«Partez donc, mon cher Panpan, aussitôt ma lettre reçue. Je crois cela nécessaire; il s'agit de la gloire de votre plus tendre amie. Vous devez tout oublier pour elle, l'amitié vous en fait une loi indispensable.

«Recueillez chemin faisant tout ce que vous trouverez de lettres d'elle et faites-en un choix. Je vous attends avec la dernière impatience. J'oubliais de vous dire de ramasser aussi toutes les anecdotes les plus intéressantes de sa vie; car, à la tête de ses ouvrages, il faudra, s'il vous plaît, que vous en donniez un abrégé dans lequel vous aurez soin de développer, avec toute la force et l'énergie dont vous êtes capable, la grandeur de son âme, la sensibilité inouïe de son cœur, la pénétration et l'étendue de son esprit. Vous la connaissez mieux que personne, ainsi vous êtes plus en fonds pour en faire un portrait digne d'elle et de vous et de la postérité; attachez-vous surtout à faire connaître cette douce et sublime philosophie du cœur qui caractérisait ses mœurs et ses ouvrages.

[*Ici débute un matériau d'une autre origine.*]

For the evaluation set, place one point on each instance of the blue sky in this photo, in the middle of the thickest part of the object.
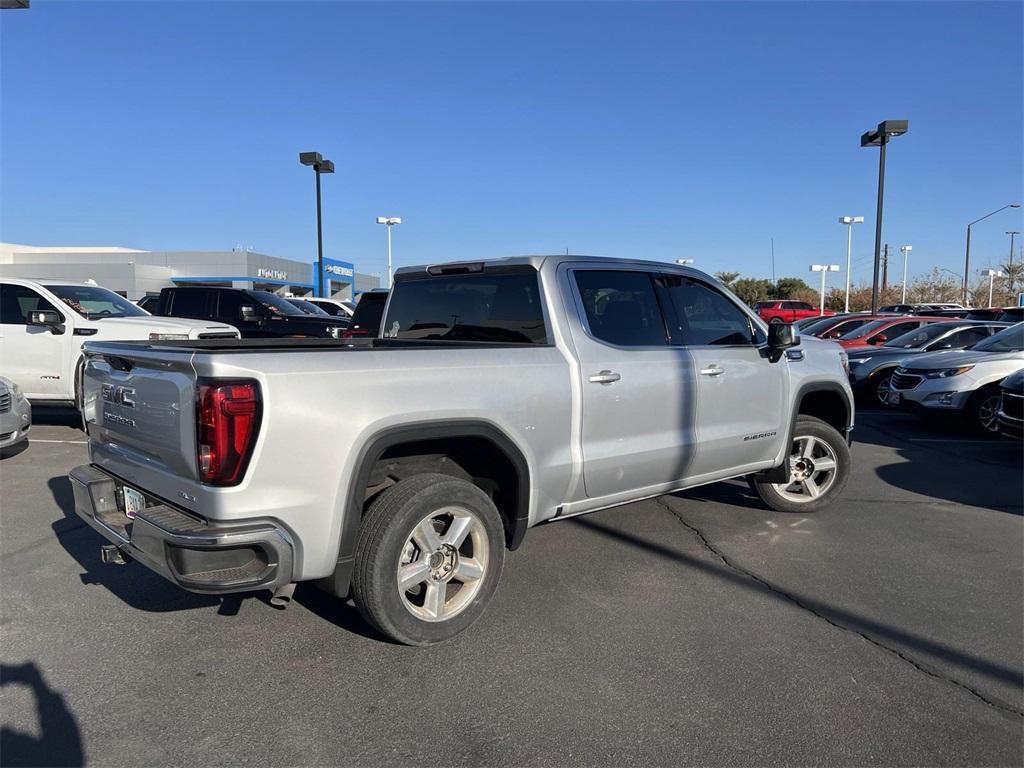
(660, 130)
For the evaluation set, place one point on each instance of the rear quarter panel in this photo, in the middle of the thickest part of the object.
(321, 408)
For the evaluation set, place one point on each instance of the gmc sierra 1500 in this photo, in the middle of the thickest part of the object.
(500, 394)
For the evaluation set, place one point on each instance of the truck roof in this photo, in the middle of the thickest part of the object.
(539, 260)
(48, 282)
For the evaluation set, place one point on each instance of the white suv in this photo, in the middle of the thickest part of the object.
(964, 382)
(43, 325)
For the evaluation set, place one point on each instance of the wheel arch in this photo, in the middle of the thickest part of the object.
(822, 399)
(442, 436)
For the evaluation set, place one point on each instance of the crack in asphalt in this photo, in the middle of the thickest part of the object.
(722, 557)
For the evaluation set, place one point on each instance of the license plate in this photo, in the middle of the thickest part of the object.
(134, 502)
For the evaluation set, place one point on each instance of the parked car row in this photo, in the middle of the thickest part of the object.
(44, 324)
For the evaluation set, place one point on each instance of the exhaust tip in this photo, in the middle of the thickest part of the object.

«Je vous embrasse, mon cher Panpan, de tout mon cœur, et mon mari aussi[ [59]

S'absenter pendant un an! quitter Mme de Boufflers, tous ses chers amis de Lorraine, ses livres, ses fleurs, ses habitudes, ses manies, et tout cela pour rendre hommage à un souvenir très tendre assurément, mais si lointain! Vraiment Mme Helvétius en parlait à son aise.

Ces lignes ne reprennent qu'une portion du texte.